People have been asking, and believe me, no one was more surprised than the members of The Discovery Orchestra when, after last seeing me in the spring, I walked into rehearsal for Discover The Firebird on September 20th.

I’ll make this short.

I first grew my beard immediately after graduating from high school in 1965.  I liked the way I looked and never wanted to change it. That is to say, I have appeared the way you have all known me for 54 years of my life.  Sometime around 1972, my beard began to turn gray. I was then only 25 years old for heaven’s sake!  What to do?  Well, dye it, of course.  Sometime later, 1980-ish, my hair also began to turn.  Yes – you guessed it – I began to dye my hair as well.  But, by 2016 this practice was beginning to get very old.  It was an unwelcome chore and my wife Marcia began asking: “Are you going to do this until you die?”   It got me thinking, but I wasn’t ready to take the plunge.

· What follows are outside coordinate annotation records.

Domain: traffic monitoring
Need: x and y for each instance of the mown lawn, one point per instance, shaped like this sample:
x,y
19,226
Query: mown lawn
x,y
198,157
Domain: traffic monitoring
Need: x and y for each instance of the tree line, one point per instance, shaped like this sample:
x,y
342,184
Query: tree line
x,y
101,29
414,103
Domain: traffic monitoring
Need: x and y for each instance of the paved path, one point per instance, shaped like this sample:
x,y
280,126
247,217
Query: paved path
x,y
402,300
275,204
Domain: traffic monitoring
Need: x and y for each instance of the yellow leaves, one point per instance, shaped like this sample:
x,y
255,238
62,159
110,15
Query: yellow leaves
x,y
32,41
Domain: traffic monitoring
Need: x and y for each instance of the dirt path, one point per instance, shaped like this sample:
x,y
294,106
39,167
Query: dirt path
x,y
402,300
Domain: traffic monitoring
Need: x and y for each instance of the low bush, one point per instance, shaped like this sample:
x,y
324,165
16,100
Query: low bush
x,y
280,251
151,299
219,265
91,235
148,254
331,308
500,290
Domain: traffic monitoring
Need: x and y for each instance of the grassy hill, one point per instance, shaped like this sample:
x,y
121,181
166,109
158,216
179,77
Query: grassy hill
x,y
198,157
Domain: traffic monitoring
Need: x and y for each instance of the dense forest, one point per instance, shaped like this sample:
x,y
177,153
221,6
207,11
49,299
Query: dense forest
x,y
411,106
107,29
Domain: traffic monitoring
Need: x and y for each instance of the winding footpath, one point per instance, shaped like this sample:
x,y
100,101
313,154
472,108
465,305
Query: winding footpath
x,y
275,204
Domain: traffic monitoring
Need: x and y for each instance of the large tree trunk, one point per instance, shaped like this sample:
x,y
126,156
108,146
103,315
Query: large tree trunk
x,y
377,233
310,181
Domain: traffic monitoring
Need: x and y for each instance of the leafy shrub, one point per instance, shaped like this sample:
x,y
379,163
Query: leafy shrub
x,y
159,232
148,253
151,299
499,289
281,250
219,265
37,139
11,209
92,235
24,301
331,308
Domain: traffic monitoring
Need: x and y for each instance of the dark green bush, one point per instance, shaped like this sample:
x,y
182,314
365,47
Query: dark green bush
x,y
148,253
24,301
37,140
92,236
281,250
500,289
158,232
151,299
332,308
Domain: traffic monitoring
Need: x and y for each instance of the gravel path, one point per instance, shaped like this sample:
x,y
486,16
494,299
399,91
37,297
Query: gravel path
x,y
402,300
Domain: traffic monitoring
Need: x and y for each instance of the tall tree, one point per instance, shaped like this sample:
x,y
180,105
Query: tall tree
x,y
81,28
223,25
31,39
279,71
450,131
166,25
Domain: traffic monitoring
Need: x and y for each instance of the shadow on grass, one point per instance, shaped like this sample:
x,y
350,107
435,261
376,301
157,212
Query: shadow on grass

Fast forward.  In the spring of 2019, my good friend and valued co-leader of The Discovery Orchestra, Executive Director Ginny Johnston said: “George, you know we’ve never engaged an image consultant for any of our previous four television productions.  What would you think about hiring one to consult with you and also think about the look of the orchestra members?”   “Great idea!” said I. 

Drum roll.  Emily Zacharias, a Broadway actress with many stage credits, and a fellow resident of Maplewood where Ginny lives, agreed to provide this advice.  Emily, also a good friend of Tricia Tunstall who heads our Education Committee, had attended a number of our Discovery Concerts with Tricia and had also watched our previous television productions. 

At the first consulting session, which Ginny also attended, Emily made many complimentary and interesting observations, but two of them especially caught my attention.  One was that, as performers, we should appear honest to the most perceptive members of the audience.  There should not be anything unreal or perhaps not quite believable about us.  (My mind immediately went to the hair dye!) She followed that with suggesting that I consider thinking about whether I was trying to avoid aging. 

Mmm.  Well, there was no doubt about the latter.  My October birthday was looming.  72!  Yikes!   Emily went on…would I consider visiting her hair stylist.  Together they would conduct some experiments over the summer to make my hair and beard assume their natural color and to “update” my look.  If I didn’t like the results, we could always change them before the September 22nd recording for American Public Television.  And so, knowing that I was headed for a week in Tanglewood in June ­– where no one would know me – I agreed…not without a degree of reluctance and perhaps even a smidgeon of fear.  By July, I was looking in the bathroom mirror and wondering: “Who is that?”   Even Marcia confessed to being startled as we would wake up together in the morning.

All’s well that ends well.  Everyone who sees the “new me” for the first time says:  “George! You look great!”  In fact, one friend saw me come in the door and exclaimed:  “George, you look real!”   I don’t know what I was so frightened of – the unknown perhaps, or just my profound attachment to the “old me.”  But now…I’m liberated!